Engaging with Local Organizations
The fact-finding mission included interactions with local organizations and strengthening networks and resources. At the First African Bicycle Information Organization (FABIO), the WHRDNU team appointed Rita Nakalema as their focal person, ensuring a seamless support flow to defenders in need. Brenda Kugonza encouraged the referral of attacked WHRDs, exemplifying the spirit of collective empowerment.
Addressing Gender-Based Violence at Rape Hurts Foundation
The team visited the Rape Hurts Foundation, a pivotal organization supporting women and children in the Busoga region. The foundation’s efforts in providing emergency support for victims of violence and raising awareness about GBV, trafficking, and the rights of survivors were commendable. However, they also highlighted the challenges they face when handling GBV cases, with some police stations demanding bribes before taking action. Such obstacles underline the need for continued advocacy and reform.
Concern for Children and Women Empowerment (COFCAWE)
Namugolo Sarah, a WHRD from COFCAWE, showcased the organization’s dedication to empowering young children and teenage mothers through skill training and start-up kits. However, the prevalence of child abuse and defilement in the villages remains a pressing issue. WHRDs like Sarah face challenges in following up on cases due to reluctance from community leaders and parents to disclose criminals. Such hurdles call for collaborative efforts to strengthen legal mechanisms and support systems.

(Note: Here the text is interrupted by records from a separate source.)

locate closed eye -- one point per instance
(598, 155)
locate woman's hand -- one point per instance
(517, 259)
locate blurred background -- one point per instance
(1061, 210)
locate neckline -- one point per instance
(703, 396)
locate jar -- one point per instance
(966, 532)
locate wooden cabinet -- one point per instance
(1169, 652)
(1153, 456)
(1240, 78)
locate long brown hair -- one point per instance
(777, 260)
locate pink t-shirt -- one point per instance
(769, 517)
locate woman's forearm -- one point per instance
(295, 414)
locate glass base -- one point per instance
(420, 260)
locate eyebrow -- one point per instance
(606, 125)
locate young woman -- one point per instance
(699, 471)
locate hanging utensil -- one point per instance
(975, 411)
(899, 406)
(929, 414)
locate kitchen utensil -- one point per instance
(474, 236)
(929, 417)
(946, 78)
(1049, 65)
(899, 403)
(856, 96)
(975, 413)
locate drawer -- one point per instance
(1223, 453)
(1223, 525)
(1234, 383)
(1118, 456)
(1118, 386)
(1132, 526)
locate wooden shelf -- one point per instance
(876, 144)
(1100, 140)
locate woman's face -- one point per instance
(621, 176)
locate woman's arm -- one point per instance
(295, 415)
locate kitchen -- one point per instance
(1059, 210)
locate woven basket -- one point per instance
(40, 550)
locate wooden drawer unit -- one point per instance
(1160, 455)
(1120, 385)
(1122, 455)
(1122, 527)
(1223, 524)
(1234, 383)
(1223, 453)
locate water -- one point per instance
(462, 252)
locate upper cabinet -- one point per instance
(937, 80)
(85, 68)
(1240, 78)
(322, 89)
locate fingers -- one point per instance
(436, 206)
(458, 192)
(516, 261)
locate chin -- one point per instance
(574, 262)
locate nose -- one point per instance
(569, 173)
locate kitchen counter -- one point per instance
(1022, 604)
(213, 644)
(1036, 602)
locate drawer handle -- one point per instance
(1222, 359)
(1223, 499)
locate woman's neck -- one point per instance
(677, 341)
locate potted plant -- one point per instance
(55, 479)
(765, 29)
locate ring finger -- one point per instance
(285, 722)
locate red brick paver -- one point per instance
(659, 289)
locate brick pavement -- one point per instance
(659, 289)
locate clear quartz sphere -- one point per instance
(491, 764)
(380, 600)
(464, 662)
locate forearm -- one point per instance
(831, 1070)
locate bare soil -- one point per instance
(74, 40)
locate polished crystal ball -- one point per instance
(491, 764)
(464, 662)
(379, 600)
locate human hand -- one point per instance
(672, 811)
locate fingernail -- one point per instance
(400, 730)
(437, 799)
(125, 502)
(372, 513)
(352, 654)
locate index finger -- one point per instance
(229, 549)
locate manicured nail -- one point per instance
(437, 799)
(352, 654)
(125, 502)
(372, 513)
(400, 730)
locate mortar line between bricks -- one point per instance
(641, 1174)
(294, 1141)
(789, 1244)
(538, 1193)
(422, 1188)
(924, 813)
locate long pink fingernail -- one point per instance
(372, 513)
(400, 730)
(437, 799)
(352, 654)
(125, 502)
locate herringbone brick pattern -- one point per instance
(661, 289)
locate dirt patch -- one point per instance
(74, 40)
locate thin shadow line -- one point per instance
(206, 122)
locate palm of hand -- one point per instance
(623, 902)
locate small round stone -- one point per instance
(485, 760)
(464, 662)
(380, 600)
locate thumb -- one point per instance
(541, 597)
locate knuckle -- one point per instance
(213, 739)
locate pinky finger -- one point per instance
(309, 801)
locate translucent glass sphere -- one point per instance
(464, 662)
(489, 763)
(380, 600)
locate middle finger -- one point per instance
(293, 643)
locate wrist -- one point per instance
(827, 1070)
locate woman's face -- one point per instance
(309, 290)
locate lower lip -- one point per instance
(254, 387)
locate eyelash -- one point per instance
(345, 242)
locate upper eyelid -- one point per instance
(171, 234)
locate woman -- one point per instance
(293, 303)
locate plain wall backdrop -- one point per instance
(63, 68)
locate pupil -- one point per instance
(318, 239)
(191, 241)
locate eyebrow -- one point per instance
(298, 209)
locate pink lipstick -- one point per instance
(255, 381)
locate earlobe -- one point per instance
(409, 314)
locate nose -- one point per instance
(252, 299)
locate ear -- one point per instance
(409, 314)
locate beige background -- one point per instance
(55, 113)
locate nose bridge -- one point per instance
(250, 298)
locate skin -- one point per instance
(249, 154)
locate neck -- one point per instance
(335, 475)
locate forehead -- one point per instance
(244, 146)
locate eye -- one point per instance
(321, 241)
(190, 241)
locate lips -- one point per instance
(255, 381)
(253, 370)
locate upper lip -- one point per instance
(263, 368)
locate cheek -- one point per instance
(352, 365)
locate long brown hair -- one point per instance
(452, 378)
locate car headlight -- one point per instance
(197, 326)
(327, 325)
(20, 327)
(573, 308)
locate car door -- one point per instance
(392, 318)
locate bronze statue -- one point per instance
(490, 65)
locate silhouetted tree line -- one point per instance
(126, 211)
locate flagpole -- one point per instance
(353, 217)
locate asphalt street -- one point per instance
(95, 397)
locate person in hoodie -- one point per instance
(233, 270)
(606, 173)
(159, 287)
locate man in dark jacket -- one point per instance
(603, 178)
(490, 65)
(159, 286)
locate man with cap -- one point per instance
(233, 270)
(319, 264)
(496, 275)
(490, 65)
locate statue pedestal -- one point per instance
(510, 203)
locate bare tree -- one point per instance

The Invaluable Efforts of Integrated Disabled Women Activists (IDWA)
The team’s interaction with Elizabeth Kayanga, Executive Director of IDWA, revealed the organization’s commendable endeavors in promoting gender equality and advocating for the rights of women and girls living with disabilities. Their achievements, such as providing adjustable labor beds and wheelchairs in hospitals, demonstrated the transformative power of grassroots activism. However, they also highlighted harassment and body shaming faced by paralegals with disabilities during their community outreach.
Empowering Female Sex Workers
The courageous female sex workers who are also human rights defenders shared the critical work they do in advocating for their rights and ensuring their safety in the face of insecurity. They recounted recent incidents of arrests and false accusations, which they tenaciously resolved through advocacy and intervention. Their resilience exemplifies the importance of ensuring human rights for all, regardless of their profession.
WHRDs build working relationships with police officers in the community for their protection.
The fact-finding mission and solidarity visits to the Busoga region showcased the immense contributions of women human rights defenders in championing change and safeguarding the rights of marginalized communities. Despite facing physical insecurity and numerous challenges, these defenders inspire hope and progress. By amplifying their voices, strengthening networks, and addressing systemic barriers, we can create a safer and more inclusive environment for these valiant defenders to continue their invaluable human rights work.